Bab 13: Bayang-Bayang di Persimpangan Waktu

Malam itu, Ibrahim duduk di ambang pintu rumahnya, menatap langit Madinah yang bertabur bintang. Hembusan angin malam membawa aroma pasir dan dedaunan yang khas, tetapi pikirannya melayang jauh dari tempat ia berada. Ia menggenggam selembar kertas kosong, pena tergenggam erat di tangannya, tetapi tak satu pun kata tertulis di atasnya.

Bayangan-bayangan samar berkelebat dalam benaknya—seperti ingatan yang tak utuh, pecahan dari sesuatu yang pernah ia ketahui tetapi tak mampu ia pahami sepenuhnya.
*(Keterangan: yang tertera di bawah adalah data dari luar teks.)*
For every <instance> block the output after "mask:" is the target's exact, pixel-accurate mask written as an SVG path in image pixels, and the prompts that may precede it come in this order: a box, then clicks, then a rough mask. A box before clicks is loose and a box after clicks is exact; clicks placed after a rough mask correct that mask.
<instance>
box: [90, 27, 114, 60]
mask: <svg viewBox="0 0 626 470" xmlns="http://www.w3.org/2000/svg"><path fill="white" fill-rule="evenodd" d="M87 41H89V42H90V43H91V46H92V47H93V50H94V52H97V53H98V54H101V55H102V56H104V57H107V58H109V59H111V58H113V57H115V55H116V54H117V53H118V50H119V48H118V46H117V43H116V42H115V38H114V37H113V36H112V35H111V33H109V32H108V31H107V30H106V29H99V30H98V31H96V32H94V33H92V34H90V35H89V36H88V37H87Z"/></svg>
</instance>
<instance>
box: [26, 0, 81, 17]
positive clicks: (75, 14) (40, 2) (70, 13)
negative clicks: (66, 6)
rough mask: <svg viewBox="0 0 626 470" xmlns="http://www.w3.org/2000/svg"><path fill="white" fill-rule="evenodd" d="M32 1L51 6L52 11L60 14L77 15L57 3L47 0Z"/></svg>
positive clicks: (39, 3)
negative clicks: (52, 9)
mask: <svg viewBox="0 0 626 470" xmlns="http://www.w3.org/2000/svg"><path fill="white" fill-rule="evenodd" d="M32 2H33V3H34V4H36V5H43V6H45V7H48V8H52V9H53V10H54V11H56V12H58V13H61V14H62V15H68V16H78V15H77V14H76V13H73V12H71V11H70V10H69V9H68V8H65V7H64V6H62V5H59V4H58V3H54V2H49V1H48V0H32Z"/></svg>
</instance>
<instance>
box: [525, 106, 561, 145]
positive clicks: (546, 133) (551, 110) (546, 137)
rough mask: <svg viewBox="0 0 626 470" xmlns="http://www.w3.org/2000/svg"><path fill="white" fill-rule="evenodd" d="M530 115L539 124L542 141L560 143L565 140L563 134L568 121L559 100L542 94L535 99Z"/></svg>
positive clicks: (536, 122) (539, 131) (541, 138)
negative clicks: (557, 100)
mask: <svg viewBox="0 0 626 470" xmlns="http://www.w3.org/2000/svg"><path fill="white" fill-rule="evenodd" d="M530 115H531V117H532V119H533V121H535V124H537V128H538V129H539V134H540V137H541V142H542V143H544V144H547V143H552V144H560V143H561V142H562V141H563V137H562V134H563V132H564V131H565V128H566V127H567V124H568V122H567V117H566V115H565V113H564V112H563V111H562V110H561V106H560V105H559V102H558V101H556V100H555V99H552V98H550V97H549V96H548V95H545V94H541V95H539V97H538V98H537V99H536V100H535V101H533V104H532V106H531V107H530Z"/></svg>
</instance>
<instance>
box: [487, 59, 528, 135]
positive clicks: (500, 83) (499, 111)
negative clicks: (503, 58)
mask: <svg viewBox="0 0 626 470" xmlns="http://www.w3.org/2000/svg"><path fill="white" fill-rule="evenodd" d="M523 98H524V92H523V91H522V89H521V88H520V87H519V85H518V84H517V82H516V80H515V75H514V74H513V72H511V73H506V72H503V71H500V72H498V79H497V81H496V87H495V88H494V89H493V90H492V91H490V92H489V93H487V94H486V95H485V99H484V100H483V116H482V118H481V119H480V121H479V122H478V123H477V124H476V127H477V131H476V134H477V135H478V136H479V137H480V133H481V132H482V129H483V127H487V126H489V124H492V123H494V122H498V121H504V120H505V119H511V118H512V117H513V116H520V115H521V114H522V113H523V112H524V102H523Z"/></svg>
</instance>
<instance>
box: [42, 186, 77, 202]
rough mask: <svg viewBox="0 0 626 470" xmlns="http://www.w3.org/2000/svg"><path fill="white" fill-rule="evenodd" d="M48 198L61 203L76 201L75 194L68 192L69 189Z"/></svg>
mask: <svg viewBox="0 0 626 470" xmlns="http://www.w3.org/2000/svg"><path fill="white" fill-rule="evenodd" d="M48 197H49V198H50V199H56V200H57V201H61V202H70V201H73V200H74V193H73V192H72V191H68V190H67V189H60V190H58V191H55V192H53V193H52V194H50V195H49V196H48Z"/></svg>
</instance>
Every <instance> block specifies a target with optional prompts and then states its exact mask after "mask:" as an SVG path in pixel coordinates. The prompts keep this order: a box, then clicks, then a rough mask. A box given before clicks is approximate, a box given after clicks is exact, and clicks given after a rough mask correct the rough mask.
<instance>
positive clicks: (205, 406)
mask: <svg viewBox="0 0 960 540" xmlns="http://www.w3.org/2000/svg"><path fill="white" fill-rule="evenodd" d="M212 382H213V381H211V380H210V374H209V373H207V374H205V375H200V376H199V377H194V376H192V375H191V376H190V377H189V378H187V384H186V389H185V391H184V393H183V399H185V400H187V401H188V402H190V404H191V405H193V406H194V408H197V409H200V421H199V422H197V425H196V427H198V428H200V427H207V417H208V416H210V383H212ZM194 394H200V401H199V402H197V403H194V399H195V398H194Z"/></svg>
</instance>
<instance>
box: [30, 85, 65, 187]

Masa lalu—atau masa depan? Apakah ia benar-benar telah mengalami semua itu, ataukah hanya ilusi dari pikirannya yang lelah? Terkadang, wajah-wajah asing muncul dalam benaknya, orang-orang yang seharusnya ia kenal, tetapi kini terasa begitu jauh.

"Apa yang akan terjadi padaku?" bisiknya pada dirinya sendiri. Ia telah menerima kenyataan bahwa dirinya terlahir kembali di zaman ini, tetapi apakah ia benar-benar telah meninggalkan segala sesuatu yang pernah ia ketahui? Ataukah potongan-potongan kenangan itu akan selalu menghantuinya, membayang-bayangi setiap langkahnya di masa kini?

Kecemasan itu semakin menyesakkan dada. Ia telah menemukan tempatnya di kota ini, namun ada sesuatu yang mengganjal—sebuah ketakutan tak bernama. Apakah ia akan terus hidup seperti ini, hanya sebagai pengamat yang mencatat setiap peristiwa? Ataukah suatu saat nanti ia harus mengambil peran yang lebih besar, berhadapan dengan arus sejarah yang tak dapat ia kendalikan?

Ibrahim menarik napas dalam-dalam. Ia sadar, tak ada jawaban yang bisa ia dapatkan saat ini. Namun, satu hal yang pasti—ia harus terus maju. Entah masa lalu itu nyata atau sekadar ilusi, entah masa depan akan membawanya ke arah yang lebih baik atau lebih buruk, ia harus tetap melangkah. Dengan tangan gemetar, ia akhirnya menuliskan beberapa kata di kertas kosongnya, mencoba mengurai benang kusut yang memenuhi pikirannya.

Dan untuk pertama kalinya, meski hanya sedikit, ia merasa lebih tenang.